От этой мысли все внутри сжалось, резко и сильно свело мышцы. Нога замерла в высоком батмане. А музыка, оказывается, давно кончилась. Пот тек в глаза. Надо закрыть окно. Так недолго и простудиться. Надо принять душ и лечь спать. Господи, какая тишина… Уже два часа ночи, а Катя и не заметила, как пролетело время.
И вдруг тишину распорол страшный, отчаянный женский крик. Кто-то истошно орал «помогите!» в пустом дворе. Катя вздрогнула, бросилась к окну, но ничего не увидела. Освещенная площадка перед подъездом была пуста. Остальная часть двора проваливалась в темноту. Крик повторился, потом перешел в громкие истерические всхлипы и причитания. Катя, не раздумывая, надела кроссовки на шерстяные гольфы, накинула плащ, прихватила газовый пистолет, который валялся в ящике тумбы в прихожей, и бросилась во двор.
Сбегая вниз по лестнице, затягивая на бегу пояс плаща, под которым ничего не было, кроме колготок и тонкого пуловера, она подумала, что поступает глупо, надо просто позвонить в милицию и сообщить: у нас во дворе кричат.
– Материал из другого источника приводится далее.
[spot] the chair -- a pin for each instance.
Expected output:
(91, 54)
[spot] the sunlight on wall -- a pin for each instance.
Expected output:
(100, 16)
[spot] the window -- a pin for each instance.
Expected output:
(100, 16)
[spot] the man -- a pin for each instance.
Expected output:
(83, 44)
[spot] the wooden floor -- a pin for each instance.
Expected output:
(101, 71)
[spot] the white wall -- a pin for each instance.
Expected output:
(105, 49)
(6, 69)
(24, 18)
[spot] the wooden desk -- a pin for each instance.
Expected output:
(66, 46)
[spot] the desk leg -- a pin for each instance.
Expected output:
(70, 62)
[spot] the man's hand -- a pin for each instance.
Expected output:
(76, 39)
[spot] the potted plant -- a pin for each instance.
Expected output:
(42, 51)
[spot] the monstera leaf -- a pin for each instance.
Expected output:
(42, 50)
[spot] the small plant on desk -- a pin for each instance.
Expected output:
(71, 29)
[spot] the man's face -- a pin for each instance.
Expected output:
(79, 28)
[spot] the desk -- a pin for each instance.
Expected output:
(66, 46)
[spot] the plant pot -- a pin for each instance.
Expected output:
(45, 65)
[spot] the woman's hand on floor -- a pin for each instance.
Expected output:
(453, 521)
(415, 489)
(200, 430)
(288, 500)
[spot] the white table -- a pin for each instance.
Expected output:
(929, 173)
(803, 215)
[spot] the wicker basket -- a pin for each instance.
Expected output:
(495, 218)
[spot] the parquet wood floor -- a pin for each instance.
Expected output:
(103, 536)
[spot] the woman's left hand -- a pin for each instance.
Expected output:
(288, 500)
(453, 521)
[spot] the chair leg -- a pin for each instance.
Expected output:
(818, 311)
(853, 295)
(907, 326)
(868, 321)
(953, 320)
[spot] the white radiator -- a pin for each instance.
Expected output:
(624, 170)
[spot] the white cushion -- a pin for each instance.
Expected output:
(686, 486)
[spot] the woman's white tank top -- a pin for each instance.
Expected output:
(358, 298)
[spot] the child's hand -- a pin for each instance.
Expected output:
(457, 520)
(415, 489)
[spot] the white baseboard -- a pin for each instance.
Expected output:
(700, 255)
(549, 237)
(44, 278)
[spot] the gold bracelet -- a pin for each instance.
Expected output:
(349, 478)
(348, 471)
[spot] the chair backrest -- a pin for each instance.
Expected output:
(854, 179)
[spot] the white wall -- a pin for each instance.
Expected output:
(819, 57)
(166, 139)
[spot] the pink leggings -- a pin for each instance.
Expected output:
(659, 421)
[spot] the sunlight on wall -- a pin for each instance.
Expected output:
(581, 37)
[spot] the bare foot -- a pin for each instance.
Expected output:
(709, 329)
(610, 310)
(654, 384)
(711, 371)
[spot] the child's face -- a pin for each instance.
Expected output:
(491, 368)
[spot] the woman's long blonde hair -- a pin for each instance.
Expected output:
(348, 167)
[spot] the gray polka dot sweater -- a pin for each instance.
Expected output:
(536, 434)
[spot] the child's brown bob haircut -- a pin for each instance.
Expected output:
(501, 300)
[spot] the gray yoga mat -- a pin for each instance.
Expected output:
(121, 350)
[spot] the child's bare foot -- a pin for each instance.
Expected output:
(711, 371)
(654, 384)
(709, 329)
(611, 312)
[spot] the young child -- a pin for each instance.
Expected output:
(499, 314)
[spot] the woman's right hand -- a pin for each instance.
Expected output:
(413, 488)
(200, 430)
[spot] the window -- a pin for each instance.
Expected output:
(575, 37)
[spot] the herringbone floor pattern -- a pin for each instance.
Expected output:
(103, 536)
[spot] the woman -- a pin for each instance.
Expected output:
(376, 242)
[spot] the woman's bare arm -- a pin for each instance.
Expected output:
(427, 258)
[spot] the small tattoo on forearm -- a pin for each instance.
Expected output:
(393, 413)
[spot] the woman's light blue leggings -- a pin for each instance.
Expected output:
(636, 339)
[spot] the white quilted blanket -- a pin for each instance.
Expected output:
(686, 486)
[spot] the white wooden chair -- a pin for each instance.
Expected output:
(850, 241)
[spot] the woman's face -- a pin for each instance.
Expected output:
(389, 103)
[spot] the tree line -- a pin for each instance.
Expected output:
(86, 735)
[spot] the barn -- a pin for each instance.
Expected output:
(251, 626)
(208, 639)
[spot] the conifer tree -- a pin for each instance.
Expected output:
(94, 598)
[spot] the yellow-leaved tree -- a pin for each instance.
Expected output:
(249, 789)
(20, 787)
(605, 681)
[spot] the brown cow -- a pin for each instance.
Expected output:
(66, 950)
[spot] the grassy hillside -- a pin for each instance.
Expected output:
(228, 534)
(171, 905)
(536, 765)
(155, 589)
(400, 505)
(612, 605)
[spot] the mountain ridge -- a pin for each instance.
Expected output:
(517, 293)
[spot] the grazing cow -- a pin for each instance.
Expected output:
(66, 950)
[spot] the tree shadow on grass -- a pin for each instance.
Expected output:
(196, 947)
Назвать адрес, и они приедут. Это их дело – приезжать и разбираться, когда кто-то кричит «помогите!». Ну куда она лезет со своим газовым пистолетом, даже не зная, как из него стрелять, заряжен ли он?
Во дворе не было ни души. Из темноты, с детской площадки, слышался уже не крик, а монотонный плачущий голос:
– Ой, ты ж горе мое, что ты натворил-то, мать твою? Миленький ты мой, родненький, козел ты вонючий…
Катя шагнула к кустам, пожалела, что не захватила фонарик. Но глаза постепенно привыкли к темноте. На земле у скамейки лежала какая-то темная груда. Рядом, на корточках, сидела женщина и плакала. Ветром качнуло кусты, отделявшие эту часть двора от освещенной площадки перед подъездом. Свет упал на женщину. Катя заметила, что в руке у нее – небольшая пол-литровая бутылка водки. Бесформенная груда оказалась мужчиной, бомжом. Он лежал неподвижно в странной, скрюченной позе.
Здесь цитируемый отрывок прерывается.